If you've read the news lately, you'll know that Trump went to New Hampshire on Veterans Day and delivered a news-making speech that included a "pledge" to "root out the communists, Marxists, fascists and the radical left thugs that live like vermin within the confines of our country that lie and steal and cheat on elections.” 

The demagogue at work. Trump speaks at a campaign event in Hialeah, FL, Nov, 2023. Credit: Jabin Botsford/The Washington Post

As I argued in a recent Lucid essay, violence is now Trump's brand. To that end, he conjures existential threats to the nation from non-White immigrants and an expanding cast of internal enemies, calls the thugs who are in prison for assaulting the Capitol on Jan. 6 "political prisoners," and praises autocrats such as Xi Jinping and Vladimir Putin who depend on propaganda, corruption, and repression to stay in power.

All of this is part of his effort to re-educate Americans to see violence as justified, patriotic, and even morally righteous.

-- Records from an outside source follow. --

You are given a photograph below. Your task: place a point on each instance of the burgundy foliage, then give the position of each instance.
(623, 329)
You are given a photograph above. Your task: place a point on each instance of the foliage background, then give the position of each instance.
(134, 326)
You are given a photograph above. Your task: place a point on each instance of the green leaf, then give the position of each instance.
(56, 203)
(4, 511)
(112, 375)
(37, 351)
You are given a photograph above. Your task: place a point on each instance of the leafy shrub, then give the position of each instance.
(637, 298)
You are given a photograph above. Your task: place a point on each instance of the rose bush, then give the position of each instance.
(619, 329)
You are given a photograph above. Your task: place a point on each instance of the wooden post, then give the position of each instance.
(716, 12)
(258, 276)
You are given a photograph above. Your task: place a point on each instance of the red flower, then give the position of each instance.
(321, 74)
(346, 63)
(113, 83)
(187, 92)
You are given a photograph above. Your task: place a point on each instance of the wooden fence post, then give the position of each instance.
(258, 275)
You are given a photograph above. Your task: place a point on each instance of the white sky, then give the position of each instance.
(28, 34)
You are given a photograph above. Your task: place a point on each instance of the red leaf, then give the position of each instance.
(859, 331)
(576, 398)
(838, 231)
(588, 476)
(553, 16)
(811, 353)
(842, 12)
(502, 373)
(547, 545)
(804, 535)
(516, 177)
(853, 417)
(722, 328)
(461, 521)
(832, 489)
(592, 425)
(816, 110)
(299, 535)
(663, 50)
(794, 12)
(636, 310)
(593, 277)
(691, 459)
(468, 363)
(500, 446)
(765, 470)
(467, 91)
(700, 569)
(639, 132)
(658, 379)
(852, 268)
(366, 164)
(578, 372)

But to get people to lose their aversion to violence, savvy authoritarians also dehumanize their enemies. That’s what Trump is doing. Hitler used this ploy from the very start, calling Jews the “black parasites of the nation” in a 1920 speech. By the time Hitler got into power in 1933 and translated dehumanizing rhetoric into repressive policies, Germans had heard these messages for over a decade.

As a historian of autocracy with a specialization in Italian Fascism, the use of the "vermin" image got my attention. Mussolini used similar language in his 1927 Ascension Day speech which laid out Fascism's intention to subject leftists and others to "prophylaxis" measures to defend the Italian state and society from their nefarious influences.

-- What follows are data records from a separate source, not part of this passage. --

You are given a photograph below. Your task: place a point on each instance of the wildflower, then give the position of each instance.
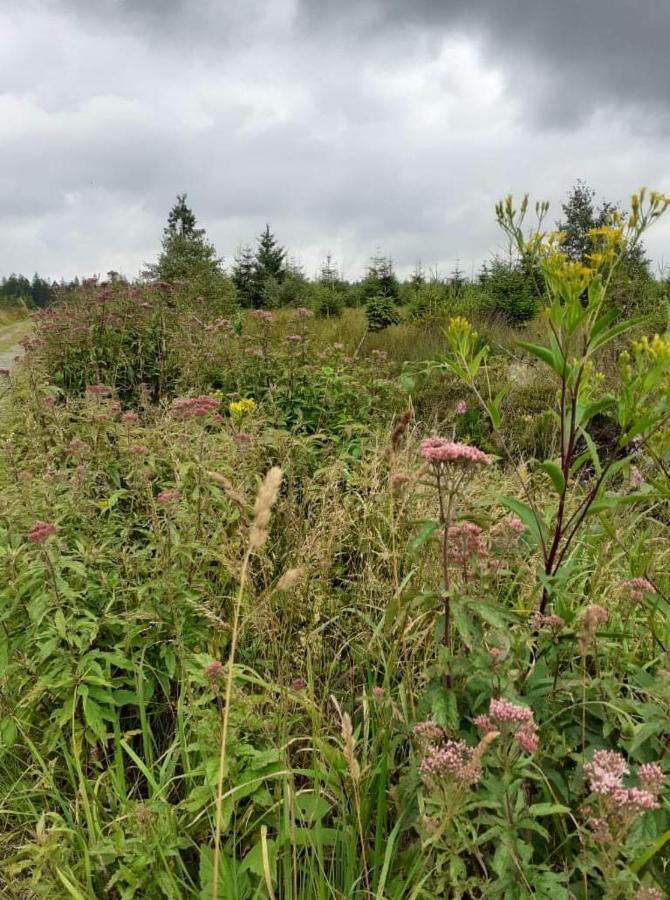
(397, 482)
(240, 407)
(98, 390)
(438, 451)
(514, 720)
(77, 447)
(651, 777)
(452, 758)
(590, 618)
(638, 587)
(428, 733)
(193, 407)
(40, 532)
(165, 498)
(289, 579)
(215, 671)
(515, 525)
(636, 476)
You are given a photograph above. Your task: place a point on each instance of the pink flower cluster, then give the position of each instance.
(220, 324)
(638, 587)
(517, 721)
(538, 621)
(443, 759)
(451, 759)
(438, 451)
(619, 805)
(194, 407)
(40, 532)
(77, 447)
(165, 498)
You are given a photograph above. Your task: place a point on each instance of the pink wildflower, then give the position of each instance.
(215, 671)
(438, 451)
(452, 758)
(165, 498)
(40, 532)
(515, 524)
(193, 407)
(263, 315)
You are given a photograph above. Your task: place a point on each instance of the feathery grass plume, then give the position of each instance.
(228, 487)
(267, 494)
(289, 579)
(265, 500)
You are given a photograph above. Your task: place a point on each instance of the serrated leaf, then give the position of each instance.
(548, 809)
(556, 475)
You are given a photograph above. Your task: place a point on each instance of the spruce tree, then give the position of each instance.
(243, 275)
(186, 253)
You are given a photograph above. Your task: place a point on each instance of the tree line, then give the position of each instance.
(265, 276)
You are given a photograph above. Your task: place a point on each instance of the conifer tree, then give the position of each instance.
(186, 253)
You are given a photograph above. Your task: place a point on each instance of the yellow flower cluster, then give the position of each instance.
(240, 407)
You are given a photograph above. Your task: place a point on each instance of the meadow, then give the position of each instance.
(296, 607)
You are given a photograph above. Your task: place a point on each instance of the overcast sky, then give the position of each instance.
(347, 124)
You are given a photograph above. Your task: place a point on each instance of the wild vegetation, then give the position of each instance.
(316, 590)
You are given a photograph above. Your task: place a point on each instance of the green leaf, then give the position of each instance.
(543, 353)
(93, 717)
(527, 516)
(554, 472)
(548, 809)
(650, 852)
(426, 530)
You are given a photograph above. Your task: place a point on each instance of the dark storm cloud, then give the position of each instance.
(348, 126)
(565, 57)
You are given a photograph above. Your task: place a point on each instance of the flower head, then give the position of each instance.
(440, 451)
(40, 532)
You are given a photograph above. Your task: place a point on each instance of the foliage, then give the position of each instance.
(263, 634)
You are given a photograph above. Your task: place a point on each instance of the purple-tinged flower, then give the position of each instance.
(40, 532)
(166, 498)
(439, 451)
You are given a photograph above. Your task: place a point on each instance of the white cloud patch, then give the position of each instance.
(404, 140)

By the time Il Duce delivered this landmark address, the dictatorship had been in place for two years, and opposition politicians and the press were in prison or had gone into exile. That did not stop him from talking about killing "rodents who carry infectious diseases from the East: the East that brings us lovely things, such as yellow fever and Bolshevism."

Mussolini loved to make jokes in his speeches to Parliament, and this one elicited laughter —or so says the official transcript. He is speaking about actual rats but, as the Bolshevism comment makes clear, also about Communists. “We remove these individuals from circulation just like a doctor does with an infected person,” he concluded chillingly about leftists and other targeted categories of people.

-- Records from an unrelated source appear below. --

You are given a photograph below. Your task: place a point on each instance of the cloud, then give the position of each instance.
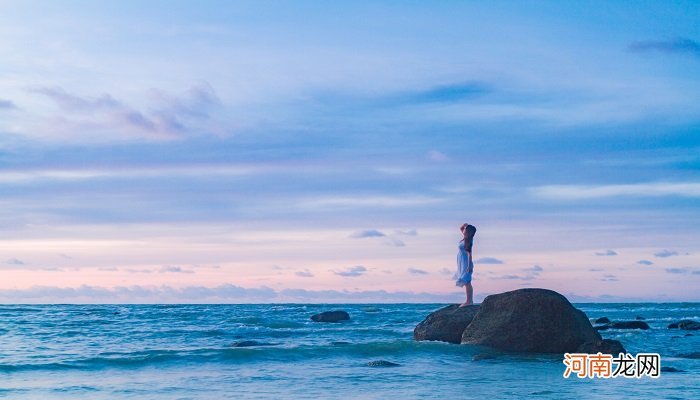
(169, 116)
(665, 253)
(489, 260)
(175, 269)
(535, 269)
(353, 202)
(530, 274)
(438, 156)
(352, 272)
(587, 192)
(367, 233)
(607, 253)
(7, 105)
(139, 271)
(455, 92)
(674, 46)
(395, 242)
(417, 271)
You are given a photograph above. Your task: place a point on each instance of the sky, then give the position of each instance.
(327, 152)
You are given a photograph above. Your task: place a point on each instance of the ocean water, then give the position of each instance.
(187, 352)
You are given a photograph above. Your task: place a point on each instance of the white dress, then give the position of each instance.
(465, 266)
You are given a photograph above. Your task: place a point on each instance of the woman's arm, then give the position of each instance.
(470, 267)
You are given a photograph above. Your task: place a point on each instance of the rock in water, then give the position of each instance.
(331, 316)
(445, 324)
(382, 363)
(251, 343)
(605, 346)
(689, 325)
(694, 355)
(530, 320)
(629, 325)
(671, 369)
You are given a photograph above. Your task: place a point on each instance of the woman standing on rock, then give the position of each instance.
(465, 265)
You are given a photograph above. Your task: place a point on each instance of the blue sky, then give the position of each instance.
(301, 151)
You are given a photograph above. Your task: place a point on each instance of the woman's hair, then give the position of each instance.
(469, 233)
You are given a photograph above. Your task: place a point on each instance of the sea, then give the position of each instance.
(194, 352)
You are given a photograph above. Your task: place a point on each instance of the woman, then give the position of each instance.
(465, 265)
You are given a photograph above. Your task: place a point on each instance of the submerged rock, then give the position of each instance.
(331, 316)
(382, 363)
(605, 346)
(530, 320)
(671, 369)
(445, 324)
(629, 325)
(693, 355)
(483, 356)
(251, 343)
(689, 325)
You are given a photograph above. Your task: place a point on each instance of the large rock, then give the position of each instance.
(530, 320)
(330, 316)
(445, 324)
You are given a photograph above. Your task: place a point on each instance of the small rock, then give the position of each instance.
(689, 325)
(605, 346)
(671, 369)
(251, 343)
(483, 356)
(630, 325)
(331, 316)
(694, 355)
(382, 363)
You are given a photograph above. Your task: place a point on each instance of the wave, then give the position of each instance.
(282, 353)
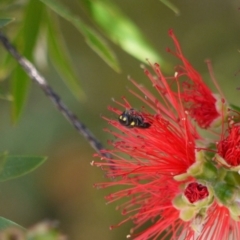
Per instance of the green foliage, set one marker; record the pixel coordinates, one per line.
(59, 57)
(37, 25)
(5, 21)
(171, 6)
(16, 166)
(6, 223)
(93, 39)
(121, 30)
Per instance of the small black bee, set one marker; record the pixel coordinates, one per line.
(131, 118)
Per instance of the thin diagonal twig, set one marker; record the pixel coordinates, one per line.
(33, 73)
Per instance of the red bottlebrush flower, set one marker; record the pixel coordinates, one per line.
(203, 106)
(229, 147)
(195, 192)
(172, 190)
(162, 150)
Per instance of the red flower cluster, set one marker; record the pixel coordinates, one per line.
(183, 186)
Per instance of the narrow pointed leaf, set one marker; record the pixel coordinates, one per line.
(5, 21)
(60, 59)
(16, 166)
(121, 30)
(93, 39)
(20, 87)
(6, 223)
(29, 35)
(171, 6)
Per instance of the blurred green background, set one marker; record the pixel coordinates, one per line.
(61, 188)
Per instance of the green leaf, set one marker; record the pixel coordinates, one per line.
(93, 39)
(121, 30)
(29, 37)
(235, 107)
(20, 87)
(5, 223)
(60, 59)
(171, 6)
(16, 166)
(5, 21)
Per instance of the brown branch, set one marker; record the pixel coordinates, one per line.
(33, 73)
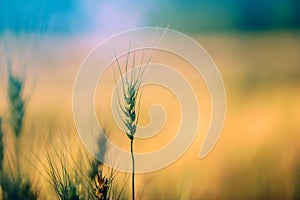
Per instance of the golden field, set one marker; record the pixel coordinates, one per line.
(256, 156)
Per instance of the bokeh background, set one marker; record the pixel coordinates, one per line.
(255, 44)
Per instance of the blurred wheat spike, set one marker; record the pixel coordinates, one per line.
(16, 102)
(1, 146)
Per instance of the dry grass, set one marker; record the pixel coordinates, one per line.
(257, 155)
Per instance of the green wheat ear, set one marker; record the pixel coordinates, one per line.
(16, 102)
(129, 111)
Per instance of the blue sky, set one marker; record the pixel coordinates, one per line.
(78, 16)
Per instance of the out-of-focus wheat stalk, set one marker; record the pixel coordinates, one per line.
(1, 147)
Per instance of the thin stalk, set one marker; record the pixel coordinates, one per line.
(132, 174)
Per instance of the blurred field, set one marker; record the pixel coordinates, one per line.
(257, 154)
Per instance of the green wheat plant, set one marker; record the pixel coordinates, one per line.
(15, 185)
(129, 108)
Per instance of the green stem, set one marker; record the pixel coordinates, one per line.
(132, 175)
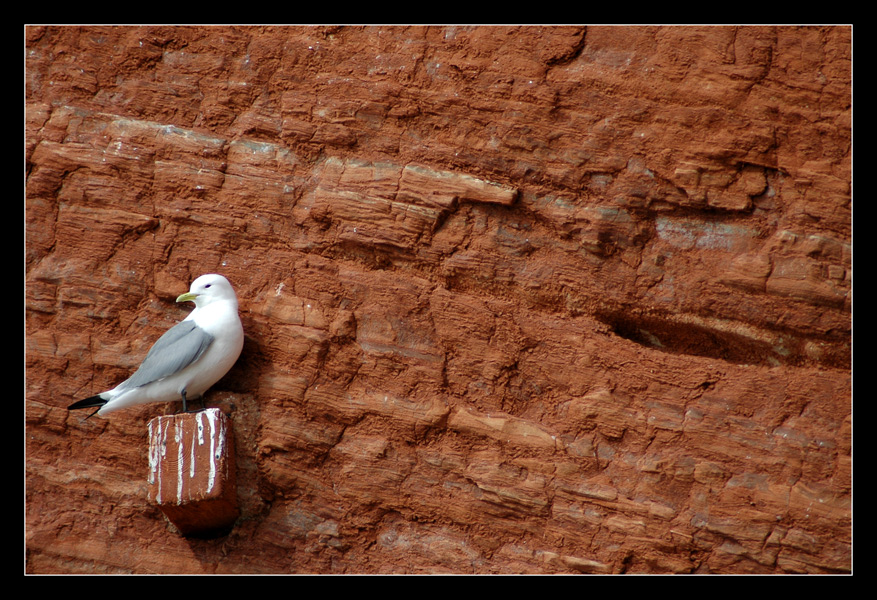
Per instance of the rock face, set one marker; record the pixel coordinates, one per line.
(517, 300)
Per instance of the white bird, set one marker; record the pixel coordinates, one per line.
(189, 358)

Trump's recent comment about undocumented immigrants "polluting the blood of our country" is in the same vein, as are the ideas circulating among his 2025 advance team to deport millions of immigrants and "quarantine" others in massive camps.

Typically, Trump and his advisors took exception to being called out for deploying Fascist rhetoric, resorting to threats that simply strengthened the case against them. As the Washington Post reported, Trump's campaign spokesman Steven Cheung had this to say about those (like me) who make such comparisons: "their entire existence will be crushed when President Trump returns to the White House."

Only later did Cheung apparently realize that using Fascist language was unhelpful and claimed that he meant to say their “sad, miserable existence" instead of their “entire existence" —whatever that means.

Some will note that Trump includes Fascists as well as Communists among the "vermin" to be "rooted out" of America. This is classic authoritarian doublespeak. He has to set himself up as the bearer of freedom against all forms of tyranny, even as he signals to left and right-wing autocrats that he will be their staunch ally if he manages to win his "final battle" and return to the White House.

"When two irreducible elements are locked in a struggle, the only solution is force," Mussolini said on Jan. 3, 1925, as he declared the start of dictatorship in Italy. America may never become a one-party state on the classic Fascist model, but Trump and his GOP enablers carry forth this Fascist mentality. We must take their speech seriously as declarations of intent to wreck American democracy and engage in persecution on a large scale as part of that process.